La votación implica la suspensión de la entrada en vigor del acuerdo hasta que el TJUE emita su dictamen, un trámite que podría retrasar su aplicación hasta dos años. El objetivo de la consulta es determinar si el tratado con los países latinoamericanos se ajusta a los Tratados de la Unión Europea.

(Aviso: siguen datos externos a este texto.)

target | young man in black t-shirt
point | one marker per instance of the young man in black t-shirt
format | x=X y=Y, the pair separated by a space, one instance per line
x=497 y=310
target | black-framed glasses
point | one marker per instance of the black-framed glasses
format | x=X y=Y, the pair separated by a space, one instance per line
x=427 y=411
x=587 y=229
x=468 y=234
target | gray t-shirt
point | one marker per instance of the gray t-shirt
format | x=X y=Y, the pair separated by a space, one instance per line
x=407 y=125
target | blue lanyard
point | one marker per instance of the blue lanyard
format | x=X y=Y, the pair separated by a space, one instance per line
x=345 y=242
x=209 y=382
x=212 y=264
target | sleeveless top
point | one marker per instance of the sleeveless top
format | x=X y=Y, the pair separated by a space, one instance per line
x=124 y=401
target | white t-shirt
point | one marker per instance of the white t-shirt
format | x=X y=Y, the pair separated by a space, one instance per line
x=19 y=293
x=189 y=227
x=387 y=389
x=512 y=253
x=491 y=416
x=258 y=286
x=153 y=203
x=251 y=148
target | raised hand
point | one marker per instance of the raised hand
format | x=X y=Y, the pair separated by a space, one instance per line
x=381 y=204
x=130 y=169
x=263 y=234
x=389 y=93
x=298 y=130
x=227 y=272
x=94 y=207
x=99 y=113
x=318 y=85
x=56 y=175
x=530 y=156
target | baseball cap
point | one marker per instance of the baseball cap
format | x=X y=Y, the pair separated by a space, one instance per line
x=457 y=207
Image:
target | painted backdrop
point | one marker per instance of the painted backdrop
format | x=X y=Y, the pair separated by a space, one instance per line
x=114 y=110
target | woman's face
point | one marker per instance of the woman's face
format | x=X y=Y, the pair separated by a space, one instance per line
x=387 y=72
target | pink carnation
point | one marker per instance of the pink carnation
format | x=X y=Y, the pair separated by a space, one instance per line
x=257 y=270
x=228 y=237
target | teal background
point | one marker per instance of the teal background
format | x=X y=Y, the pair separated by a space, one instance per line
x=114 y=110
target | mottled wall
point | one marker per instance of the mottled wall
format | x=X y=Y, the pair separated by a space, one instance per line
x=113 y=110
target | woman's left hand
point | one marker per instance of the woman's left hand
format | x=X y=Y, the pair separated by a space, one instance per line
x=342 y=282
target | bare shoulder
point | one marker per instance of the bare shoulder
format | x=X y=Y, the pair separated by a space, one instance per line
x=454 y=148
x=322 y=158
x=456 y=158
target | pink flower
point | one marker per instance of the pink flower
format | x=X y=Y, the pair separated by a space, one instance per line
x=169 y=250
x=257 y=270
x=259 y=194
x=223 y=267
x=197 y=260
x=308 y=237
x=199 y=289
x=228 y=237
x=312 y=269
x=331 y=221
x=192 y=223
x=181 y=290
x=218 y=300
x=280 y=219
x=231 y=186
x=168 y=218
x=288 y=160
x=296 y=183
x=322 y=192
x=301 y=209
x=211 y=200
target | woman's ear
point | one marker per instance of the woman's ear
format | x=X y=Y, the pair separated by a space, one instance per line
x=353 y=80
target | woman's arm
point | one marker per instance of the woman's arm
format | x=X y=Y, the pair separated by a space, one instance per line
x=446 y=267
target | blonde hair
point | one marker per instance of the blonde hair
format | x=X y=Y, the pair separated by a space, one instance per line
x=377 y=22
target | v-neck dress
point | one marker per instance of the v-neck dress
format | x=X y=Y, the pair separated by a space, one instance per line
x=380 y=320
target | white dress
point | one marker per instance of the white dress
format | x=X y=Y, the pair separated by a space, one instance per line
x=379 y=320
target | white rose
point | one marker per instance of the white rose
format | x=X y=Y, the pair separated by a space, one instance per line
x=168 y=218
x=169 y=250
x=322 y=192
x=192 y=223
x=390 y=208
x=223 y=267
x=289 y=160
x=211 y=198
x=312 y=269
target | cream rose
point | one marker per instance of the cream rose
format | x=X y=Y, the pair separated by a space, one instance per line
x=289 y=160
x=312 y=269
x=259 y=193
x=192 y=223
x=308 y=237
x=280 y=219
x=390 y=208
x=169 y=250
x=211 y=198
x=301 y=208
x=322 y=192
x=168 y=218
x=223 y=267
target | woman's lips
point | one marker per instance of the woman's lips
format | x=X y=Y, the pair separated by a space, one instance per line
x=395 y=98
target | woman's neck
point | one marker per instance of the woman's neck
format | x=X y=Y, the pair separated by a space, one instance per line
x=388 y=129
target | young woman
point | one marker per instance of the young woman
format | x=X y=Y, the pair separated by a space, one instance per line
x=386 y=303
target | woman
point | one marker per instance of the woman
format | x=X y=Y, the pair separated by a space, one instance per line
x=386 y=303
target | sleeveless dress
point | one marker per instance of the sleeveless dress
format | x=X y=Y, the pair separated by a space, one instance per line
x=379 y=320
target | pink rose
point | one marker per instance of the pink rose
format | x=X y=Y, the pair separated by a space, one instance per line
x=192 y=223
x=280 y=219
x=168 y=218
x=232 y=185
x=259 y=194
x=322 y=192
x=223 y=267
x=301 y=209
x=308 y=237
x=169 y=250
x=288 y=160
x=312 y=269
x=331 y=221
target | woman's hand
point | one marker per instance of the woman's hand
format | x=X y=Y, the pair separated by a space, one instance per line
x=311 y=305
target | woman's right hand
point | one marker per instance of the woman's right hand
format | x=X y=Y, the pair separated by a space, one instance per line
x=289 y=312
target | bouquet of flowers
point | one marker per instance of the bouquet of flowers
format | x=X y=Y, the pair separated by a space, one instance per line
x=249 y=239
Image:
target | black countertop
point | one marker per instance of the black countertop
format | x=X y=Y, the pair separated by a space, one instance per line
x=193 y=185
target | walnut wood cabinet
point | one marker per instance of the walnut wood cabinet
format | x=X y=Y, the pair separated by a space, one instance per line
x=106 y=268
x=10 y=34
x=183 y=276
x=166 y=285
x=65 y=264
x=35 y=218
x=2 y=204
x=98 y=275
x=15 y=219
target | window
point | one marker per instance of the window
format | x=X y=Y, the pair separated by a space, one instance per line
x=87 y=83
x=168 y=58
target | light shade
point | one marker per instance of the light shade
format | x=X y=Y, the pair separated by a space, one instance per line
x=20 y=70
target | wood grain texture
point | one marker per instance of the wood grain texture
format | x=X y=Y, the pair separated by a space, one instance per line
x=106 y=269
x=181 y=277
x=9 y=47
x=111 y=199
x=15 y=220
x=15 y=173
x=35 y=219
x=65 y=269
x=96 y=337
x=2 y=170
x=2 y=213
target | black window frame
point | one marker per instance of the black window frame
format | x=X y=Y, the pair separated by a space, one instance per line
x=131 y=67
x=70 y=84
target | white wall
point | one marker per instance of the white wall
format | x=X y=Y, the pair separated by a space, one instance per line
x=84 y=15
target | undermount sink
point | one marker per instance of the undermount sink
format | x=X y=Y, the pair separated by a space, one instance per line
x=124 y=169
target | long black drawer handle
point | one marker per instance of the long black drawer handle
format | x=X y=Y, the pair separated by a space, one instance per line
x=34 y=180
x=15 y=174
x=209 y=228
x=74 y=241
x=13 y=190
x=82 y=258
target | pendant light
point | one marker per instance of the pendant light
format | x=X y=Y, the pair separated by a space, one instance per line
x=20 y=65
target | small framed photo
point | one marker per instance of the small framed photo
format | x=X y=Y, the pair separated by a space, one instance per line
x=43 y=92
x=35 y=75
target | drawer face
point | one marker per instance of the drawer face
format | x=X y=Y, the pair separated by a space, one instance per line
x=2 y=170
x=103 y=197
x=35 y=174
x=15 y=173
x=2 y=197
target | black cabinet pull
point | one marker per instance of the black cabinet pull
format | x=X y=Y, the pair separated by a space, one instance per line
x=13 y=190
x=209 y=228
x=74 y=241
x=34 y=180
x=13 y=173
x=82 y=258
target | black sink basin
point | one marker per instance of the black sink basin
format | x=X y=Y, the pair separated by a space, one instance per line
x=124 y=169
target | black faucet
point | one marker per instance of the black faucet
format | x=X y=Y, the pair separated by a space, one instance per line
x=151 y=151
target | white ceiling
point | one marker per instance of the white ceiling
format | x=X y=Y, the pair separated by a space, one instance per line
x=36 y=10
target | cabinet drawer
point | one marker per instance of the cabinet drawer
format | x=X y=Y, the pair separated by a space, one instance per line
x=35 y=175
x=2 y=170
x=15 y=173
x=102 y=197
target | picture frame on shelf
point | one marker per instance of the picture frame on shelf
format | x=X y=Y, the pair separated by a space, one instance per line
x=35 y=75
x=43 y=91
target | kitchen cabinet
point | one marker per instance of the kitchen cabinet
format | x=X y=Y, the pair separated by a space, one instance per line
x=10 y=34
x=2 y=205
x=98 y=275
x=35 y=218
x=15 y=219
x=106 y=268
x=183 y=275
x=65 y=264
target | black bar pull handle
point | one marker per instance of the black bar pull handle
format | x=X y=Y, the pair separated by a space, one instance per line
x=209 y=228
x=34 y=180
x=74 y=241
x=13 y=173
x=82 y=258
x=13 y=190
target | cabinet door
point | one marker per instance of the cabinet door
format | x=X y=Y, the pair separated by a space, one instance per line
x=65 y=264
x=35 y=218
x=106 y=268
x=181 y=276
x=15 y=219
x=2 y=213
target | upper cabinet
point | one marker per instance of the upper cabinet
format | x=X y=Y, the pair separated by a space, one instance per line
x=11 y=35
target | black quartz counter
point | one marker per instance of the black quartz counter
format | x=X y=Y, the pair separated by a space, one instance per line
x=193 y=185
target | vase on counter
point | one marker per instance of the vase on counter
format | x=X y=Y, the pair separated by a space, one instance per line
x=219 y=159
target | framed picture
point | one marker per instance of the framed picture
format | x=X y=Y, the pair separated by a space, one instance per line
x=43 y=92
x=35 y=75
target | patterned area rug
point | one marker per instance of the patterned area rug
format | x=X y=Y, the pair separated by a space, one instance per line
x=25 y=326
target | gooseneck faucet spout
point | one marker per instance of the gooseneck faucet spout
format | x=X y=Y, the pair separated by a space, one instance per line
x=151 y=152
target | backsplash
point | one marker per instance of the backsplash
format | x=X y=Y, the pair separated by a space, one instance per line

La Eurocámara pretende que el alto tribunal europeo aclare las dudas existentes sobre varios aspectos fundamentales del pacto con Mercosur, entre ellos el denominado mecanismo de reequilibrio. Este sistema permitiría a los Estados del bloque sudamericano impugnar normas europeas que consideren perjudiciales para sus exportaciones, una posibilidad que genera preocupación entre los eurodiputados por el riesgo de que limite la capacidad reguladora de la UE, entre en conflicto con los Tratados y debilite la solidez del marco jurídico comunitario.
Se trata de una buena noticia para el campo, aunque los agricultores no se fían. Lo han explicado este miércoles en Zamora los representantes de COAG, UPA, Asaja y UCCL, que han convocado una tractorada para el jueves 29 de enero que sigue adelante pese a la decisión del Parlamento Europeo. «Aunque se envíe el acuerdo a la Justicia, hay otros muchos acuerdos firmados o en negociación que también nos afectan», ha asegurado Lorenzo Rivera, de COAG. La tractorada, además, persigue otros objetivos, como una simplificación administrativa, una relajación de las normas verdes o la necesidad de establecer precios justos para los productores.